There’s also the matter of how you grow your magic-based character in Elden Ring compared to previous Soulsborne games. In the first Dark Souls, players could only improve spells if they upgraded its catalyst, and in Dark Souls 2, Pyromancy spells scaled with both Intelligence and Faith but didn’t require any minimum stats. That design choice allowed any player to wield Pyromancy abilities to some degree. While that’s technically possible to do in Elden Ring, the stat points required to use some of the game’s more worthwhile spells ultimately demand a more dedicated build that feels at odds with the freedom you’re supposed to be able to enjoy when growing your character.
While not strictly necessary, an Elden Ring sequel could improve on the magic system by incorporating more spell schools (which ideally includes one that mimics Pyromancy’s independence from stat requirements). Not only would that open up more combat options regardless of a player’s build, but it would give From Software a chance to design even more crazy spells.
Elden Ring 2 Should Feature Signifcantly Fewer Repeated Bosses
Since Elden Ring is an open-world title, it obviously has more dungeons and bosses than any other FromSoftware game. That’s a great thing on paper, but in order to fill out a roster of challenging enemies, the studio had two options: run developers ragged by creating a unique boss for every dungeon (as well as several areas in the open world) or create a few bosses and recycle them. FromSoftware obviously opted for the latter.
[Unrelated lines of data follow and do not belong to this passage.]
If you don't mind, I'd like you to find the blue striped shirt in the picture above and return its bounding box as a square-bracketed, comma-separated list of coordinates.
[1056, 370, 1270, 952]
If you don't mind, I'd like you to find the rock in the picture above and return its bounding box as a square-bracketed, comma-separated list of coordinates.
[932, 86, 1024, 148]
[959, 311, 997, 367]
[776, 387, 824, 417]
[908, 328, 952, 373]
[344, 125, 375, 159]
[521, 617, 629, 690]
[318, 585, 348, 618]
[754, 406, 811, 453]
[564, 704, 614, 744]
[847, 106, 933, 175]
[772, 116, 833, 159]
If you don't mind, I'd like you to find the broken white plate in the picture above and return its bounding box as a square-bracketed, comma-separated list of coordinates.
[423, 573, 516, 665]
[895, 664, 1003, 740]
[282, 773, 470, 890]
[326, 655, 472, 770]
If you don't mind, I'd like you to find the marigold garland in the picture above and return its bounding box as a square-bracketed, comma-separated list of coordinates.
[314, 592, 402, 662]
Simply put, there are a few kinds of boss fights that are repeated too many times throughout Elden Ring. Players have to fight a total of three Mad Pumpkin Heads on their journey, and you’ll eventually battle six Erdtree Avatars if you’re trying to see everything (not including the non-boss variants). As for the Burial Watchdogs…well, the less said, the better.
While some recycled bosses in Elden Ring benefit from minor differences, most players will still end up fighting the same basic enemies again and again. Admittedly, many open-world titles suffer from Elden Ring’s boss recycling problem, but that usually disappears with subsequent entries. You can’t deny that an Elden Ring sequel with improved boss variety would offer a greater challenge. At the very least, nobody wants Elden Ring 2 to repeat Dark Souls 2’s mistake and feature too many humanoid bosses.